Regarding jumping right into surgery with any new technology, let us never forget Synergraft valves, Silzone valves and some of the Bjork-Shiley valves. We have some members here who have had experiences with some of the above, and some sad experiences.

Theory is one thing, but actually getting things to work in living human beings is quite another.
 
A bit of related (good) news

A bit of related (good) news

I cna't find the link, but there has been a bit of news recently regarding tissue engineering.

Engineered valves up to now have typically involved growing the patient's own cells onto a scaffold, implanting it, and relying on diffusion of oxygen from surrounding cells (or perhaps the actual bloodstream?) to give the valve the oxygen it needs to survive.

This is ok for smaller structures, but a large complex organ like the heart needs blood vessels and capillaries throughout its tissues. To grow a complete new heart, researchers need to be able to grow these blood networks within the tissue.

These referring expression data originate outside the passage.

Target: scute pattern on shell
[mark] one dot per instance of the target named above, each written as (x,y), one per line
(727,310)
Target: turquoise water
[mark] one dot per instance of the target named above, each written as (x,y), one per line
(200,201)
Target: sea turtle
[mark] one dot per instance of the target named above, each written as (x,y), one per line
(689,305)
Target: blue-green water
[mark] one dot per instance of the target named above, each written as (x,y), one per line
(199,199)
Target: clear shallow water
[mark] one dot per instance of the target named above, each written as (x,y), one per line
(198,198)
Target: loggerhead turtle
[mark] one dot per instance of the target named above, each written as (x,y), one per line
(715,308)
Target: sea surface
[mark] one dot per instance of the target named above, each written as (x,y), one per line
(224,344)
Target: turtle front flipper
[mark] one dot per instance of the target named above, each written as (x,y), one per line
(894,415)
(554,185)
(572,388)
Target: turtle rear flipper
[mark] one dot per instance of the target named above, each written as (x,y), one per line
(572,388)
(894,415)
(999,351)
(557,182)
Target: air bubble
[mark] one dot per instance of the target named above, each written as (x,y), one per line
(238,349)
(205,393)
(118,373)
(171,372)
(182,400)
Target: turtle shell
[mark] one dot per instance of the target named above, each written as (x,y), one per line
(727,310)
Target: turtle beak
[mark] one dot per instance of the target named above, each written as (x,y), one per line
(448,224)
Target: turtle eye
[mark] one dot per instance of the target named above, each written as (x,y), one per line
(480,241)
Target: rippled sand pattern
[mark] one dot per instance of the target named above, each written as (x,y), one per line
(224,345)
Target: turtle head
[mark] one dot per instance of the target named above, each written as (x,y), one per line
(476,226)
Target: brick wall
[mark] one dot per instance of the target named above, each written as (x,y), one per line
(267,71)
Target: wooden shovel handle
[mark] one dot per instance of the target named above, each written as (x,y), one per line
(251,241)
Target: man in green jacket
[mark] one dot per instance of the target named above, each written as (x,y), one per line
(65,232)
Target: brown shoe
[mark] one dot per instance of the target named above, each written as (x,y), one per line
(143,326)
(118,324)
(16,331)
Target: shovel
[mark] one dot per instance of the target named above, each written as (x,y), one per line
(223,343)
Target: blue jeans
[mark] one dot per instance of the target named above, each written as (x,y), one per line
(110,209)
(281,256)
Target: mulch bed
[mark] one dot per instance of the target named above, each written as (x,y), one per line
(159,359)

I read somewhere that someone had discovered how to do this, and immediately my thoughts were that this might improve our ability to grow new tissue valves permeated with capillaries, and perhaps sections of aortic root for replacement?

Is there anyone who can add further info? Would love to find which research groups/hospitals are in trial stage for their tissue engineered valves.
 
Wouldn't they have to keep blood moving through those capillaries to keep them viable? How would that be done while the heart was growing--some kind of little pump?? And how about maintaining the blood supply?

Would the heart be grown outside the body until it gets big enough? Or does it incubate in the person's body somewhere until it gets big enough?

What a complicated study!
 
Hmmm

Hmmm

Interesting point. Perhaps they immerse the growing tissue in super oxygenated blood?

One thing's for sure, though - the same problems were overcome by each and every one of us in the womb!